Agencies and A News WORLD
Published May 20,2022
U.S. aerospace giant Boeing's Starliner spacecraft set off for the International Space Station (ISS) for a demonstration flight on Thursday, following years of delays.
The Boeing CST-100 Starliner and United Launch Alliance (ULA) Atlas V rocket blasted off at 6:54 pm (2254 GMT) from Cape Canaveral, Florida, Boeing said.
The unmanned test flight aims to lay the foundation for the Starliner to transport astronauts to the ISS and other low-Earth orbit destinations in the future.
NASA called the launch and orbital insertion "major milestones" which bring the U.S. "closer to having two independent crew systems flying missions to and from the space station."

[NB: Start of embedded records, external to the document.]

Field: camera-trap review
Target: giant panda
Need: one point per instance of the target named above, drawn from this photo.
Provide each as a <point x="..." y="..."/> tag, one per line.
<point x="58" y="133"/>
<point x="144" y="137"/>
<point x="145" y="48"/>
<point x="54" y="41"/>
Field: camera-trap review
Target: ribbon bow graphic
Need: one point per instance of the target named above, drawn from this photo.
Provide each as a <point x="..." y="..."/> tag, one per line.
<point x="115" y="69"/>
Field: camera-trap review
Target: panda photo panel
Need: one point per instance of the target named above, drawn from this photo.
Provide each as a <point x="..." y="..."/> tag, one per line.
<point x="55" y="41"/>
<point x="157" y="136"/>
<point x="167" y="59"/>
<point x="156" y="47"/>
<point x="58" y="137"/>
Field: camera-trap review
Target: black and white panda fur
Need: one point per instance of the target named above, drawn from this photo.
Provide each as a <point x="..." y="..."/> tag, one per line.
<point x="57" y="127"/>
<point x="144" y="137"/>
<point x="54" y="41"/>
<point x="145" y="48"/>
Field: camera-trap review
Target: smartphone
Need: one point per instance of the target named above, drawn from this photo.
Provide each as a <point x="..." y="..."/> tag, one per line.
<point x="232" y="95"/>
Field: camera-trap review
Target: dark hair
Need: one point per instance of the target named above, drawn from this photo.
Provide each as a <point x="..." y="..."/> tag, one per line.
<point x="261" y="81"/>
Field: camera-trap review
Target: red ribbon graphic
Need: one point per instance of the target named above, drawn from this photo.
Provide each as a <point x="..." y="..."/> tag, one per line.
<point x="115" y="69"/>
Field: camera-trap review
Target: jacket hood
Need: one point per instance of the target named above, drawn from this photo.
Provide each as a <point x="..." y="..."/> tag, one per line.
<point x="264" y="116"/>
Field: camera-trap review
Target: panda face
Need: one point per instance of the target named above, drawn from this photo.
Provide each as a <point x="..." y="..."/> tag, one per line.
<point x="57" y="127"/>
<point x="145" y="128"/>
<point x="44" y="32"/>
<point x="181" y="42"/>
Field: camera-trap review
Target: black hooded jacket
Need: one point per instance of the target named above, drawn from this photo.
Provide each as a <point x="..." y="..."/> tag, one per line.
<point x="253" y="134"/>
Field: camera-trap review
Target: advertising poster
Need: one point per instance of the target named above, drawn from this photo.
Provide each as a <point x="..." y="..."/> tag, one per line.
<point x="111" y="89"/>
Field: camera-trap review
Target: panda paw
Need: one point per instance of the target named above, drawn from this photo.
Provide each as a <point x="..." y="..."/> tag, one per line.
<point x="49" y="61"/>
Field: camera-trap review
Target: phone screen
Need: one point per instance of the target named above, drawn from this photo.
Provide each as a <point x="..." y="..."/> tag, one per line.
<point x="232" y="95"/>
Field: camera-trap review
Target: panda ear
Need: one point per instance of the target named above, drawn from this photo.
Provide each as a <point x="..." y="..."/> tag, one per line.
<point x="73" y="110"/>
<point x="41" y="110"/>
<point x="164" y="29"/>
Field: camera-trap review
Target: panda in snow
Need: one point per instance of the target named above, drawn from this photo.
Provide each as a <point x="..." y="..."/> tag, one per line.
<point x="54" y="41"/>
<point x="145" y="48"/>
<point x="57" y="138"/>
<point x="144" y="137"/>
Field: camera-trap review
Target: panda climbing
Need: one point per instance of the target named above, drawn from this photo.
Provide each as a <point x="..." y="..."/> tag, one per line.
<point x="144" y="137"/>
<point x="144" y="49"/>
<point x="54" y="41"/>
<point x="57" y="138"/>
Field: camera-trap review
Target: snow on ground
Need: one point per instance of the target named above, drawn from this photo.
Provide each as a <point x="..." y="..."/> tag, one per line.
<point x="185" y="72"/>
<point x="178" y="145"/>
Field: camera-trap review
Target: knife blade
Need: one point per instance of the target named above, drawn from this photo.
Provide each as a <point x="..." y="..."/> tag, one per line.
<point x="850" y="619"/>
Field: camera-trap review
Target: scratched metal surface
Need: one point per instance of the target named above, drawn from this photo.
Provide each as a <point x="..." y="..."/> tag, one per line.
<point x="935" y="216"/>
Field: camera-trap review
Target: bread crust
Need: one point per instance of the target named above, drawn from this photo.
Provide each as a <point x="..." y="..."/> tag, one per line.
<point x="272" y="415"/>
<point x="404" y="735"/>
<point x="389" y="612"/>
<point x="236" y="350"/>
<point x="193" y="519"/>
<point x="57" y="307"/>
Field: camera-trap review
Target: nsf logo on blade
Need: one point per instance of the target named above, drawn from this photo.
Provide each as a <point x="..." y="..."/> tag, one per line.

The spacecraft, which is carrying about 225 kilograms of NASA cargo and crew supplies and more than 130 kilograms of Boeing cargo, is scheduled to dock to the ISS about 2310 GMT Friday.
Starliner is a partially reusable, next-generation spacecraft consisting of a reusable crew capsule and a service module to be launched by rocket. Once certified, it will carry up to four crew members to the station.
The spacecraft was originally due to set off for the space station in July 2021.
The mission was postponed several times, firstly due to problems after the arrival of Russian research module Nauka, and then because of problems with the Starliner's propulsion system valves.
The U.S. aviation and aerospace firm developed and built the Starliner for NASA.
In a first test flight in December 2019, the spacecraft did not make it to the ISS, partly because of a problem with the automatic ignition of the drives.